# Summer Sausage - Best way to take temperature??



## pfalor (Nov 20, 2011)

I have 5 summer sausages in my smoker right now and I was wondering the best way to take their internal temperature?  They are in fibrous casings and it seems like shoving the probe through the casing would damage its storage capabilities.  Any hints?

Thanks in advance!


----------



## SmokinAl (Nov 20, 2011)

Just put it thru the top or at a downward angle in the middle, you want the probe right in the middle of the sausage.


----------



## pfalor (Nov 20, 2011)

I just pulled them from the smoker and moved them to the oven.  I was having a hard time getting my gas smoker at a low enough temperature.  3 of them are venison/pork and 2 are beef.  I put a probe right into the center of 1 and it read 139.  I closed the oven door and now it has dropped to 135.  How long should these things take and why am I going backwards?!?

The oven is set to 170.  Do I need to go higher?


----------



## rbranstner (Nov 20, 2011)

How long have they been smoking/cooking for? Your temps should be just fine. Any time you take the meat out of the smoker or open the door and expose it to colder air you can have the internal temp of the meat go down. Keep the probe in it and keep the oven door closed and just wait for the internal temp to get to your target point. There are to many variables to know how long it will take for sure. The general rule  of thumb with any smoking is the meat is done when the thermometer  tells you its done. Kick back, relax and have a cold one and it will be done in no time.


----------



## Bearcarver (Nov 20, 2011)

What Ross said, plus let's not forget that the fact that your oven is only 30˚ or 35˚ higher than your current internal meat temp makes it climb very slowly.

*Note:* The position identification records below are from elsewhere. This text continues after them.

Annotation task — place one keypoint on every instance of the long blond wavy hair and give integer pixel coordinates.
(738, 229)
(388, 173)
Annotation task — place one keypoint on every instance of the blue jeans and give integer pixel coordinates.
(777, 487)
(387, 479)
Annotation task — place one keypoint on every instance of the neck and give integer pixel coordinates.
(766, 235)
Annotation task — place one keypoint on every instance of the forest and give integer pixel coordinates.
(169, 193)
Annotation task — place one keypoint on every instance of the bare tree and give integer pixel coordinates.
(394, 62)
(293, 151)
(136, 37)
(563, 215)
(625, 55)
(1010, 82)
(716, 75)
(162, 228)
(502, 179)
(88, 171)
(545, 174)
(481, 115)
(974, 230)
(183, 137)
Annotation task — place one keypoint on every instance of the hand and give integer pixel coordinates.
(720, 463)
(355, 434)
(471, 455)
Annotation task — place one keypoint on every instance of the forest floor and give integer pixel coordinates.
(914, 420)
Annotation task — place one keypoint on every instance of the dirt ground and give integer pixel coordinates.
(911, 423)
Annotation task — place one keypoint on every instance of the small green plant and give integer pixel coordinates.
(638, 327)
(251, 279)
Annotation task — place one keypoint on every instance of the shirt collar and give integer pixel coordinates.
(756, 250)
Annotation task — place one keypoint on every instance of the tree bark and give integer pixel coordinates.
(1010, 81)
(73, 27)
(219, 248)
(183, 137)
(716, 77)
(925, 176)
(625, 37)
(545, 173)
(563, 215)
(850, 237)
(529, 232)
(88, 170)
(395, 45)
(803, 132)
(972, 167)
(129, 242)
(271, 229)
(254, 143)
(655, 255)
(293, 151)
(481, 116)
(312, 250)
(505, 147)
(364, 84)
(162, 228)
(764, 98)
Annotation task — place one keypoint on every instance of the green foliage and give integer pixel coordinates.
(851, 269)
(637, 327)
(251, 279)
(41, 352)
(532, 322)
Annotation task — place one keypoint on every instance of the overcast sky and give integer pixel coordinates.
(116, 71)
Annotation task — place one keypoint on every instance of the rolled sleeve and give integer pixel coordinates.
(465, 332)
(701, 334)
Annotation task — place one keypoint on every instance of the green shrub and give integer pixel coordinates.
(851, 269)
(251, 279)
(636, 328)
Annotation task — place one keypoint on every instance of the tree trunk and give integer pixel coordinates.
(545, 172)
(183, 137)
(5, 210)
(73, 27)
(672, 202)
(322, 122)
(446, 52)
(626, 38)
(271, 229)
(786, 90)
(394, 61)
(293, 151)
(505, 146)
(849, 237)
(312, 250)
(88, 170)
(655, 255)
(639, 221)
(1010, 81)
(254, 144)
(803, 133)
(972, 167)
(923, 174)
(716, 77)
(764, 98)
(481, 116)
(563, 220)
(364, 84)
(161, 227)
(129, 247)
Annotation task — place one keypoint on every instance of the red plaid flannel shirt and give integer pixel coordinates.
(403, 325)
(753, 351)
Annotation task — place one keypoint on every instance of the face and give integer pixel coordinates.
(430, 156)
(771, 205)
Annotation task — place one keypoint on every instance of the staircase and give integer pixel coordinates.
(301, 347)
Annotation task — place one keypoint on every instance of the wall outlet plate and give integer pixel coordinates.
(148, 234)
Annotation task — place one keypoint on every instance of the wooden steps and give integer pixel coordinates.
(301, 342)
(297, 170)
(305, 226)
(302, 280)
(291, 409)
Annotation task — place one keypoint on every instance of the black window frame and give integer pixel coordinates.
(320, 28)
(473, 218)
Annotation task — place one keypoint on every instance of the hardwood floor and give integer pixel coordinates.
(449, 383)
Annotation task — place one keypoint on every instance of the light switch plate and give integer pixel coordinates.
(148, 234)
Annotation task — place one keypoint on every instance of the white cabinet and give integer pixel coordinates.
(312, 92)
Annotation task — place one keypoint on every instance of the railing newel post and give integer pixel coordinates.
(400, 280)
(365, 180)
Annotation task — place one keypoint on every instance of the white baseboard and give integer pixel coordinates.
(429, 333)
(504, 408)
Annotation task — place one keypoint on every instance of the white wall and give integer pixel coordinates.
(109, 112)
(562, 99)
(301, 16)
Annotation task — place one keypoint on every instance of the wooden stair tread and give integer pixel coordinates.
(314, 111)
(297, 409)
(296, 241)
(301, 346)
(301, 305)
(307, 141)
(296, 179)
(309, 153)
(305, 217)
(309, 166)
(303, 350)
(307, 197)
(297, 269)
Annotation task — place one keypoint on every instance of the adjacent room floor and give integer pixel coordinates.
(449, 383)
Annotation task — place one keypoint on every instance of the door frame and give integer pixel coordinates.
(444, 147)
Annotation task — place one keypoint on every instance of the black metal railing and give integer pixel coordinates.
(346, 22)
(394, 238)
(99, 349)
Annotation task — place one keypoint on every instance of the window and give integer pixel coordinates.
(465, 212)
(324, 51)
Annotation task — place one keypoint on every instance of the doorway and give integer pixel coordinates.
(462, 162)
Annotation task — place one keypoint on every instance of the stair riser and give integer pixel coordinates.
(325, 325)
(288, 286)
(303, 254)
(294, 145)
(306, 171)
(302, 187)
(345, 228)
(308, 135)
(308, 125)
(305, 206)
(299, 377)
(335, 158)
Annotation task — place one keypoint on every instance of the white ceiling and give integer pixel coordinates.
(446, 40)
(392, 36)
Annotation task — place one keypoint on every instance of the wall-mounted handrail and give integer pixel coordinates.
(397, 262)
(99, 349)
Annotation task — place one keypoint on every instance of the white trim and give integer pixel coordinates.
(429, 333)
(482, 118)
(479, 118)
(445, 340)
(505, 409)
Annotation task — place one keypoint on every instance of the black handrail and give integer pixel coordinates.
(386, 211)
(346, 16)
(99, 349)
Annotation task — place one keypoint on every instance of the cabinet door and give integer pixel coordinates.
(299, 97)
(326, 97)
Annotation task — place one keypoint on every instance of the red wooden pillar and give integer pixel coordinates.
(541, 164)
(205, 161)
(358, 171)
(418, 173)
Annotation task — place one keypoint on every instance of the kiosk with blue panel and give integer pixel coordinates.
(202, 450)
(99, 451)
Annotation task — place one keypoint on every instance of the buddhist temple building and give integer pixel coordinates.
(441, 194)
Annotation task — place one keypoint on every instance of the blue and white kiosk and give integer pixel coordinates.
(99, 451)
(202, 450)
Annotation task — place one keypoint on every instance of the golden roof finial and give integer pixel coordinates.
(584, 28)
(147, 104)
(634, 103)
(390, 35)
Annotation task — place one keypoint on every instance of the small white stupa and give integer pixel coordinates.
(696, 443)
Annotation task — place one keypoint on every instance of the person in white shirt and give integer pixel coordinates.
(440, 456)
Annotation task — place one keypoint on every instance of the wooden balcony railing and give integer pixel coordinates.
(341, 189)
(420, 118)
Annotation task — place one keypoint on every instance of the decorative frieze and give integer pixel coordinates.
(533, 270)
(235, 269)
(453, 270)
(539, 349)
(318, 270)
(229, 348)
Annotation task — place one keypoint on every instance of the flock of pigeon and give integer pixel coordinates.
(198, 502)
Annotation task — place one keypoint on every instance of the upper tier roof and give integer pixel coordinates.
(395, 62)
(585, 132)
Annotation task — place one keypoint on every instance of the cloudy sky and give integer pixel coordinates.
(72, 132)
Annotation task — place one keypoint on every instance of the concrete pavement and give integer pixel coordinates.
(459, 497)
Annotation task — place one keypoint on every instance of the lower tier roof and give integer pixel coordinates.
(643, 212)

The closer the internal temp gets to your oven temp, the slower it will climb.

Bear


----------



## pfalor (Nov 22, 2011)

Turns out that my oven doesn't like to work below 200.  After dropping a few more degrees in temp, I took the internal of the oven and it was only 140.  I bumped it to 200 and they finished in about 2 hours.
	

		
			
		

		
	








Now that they've rested, whats the best way to store them?  Do I need to wrap them in the fridge or is the casing enough?  Thanks for everyone's help so far!


----------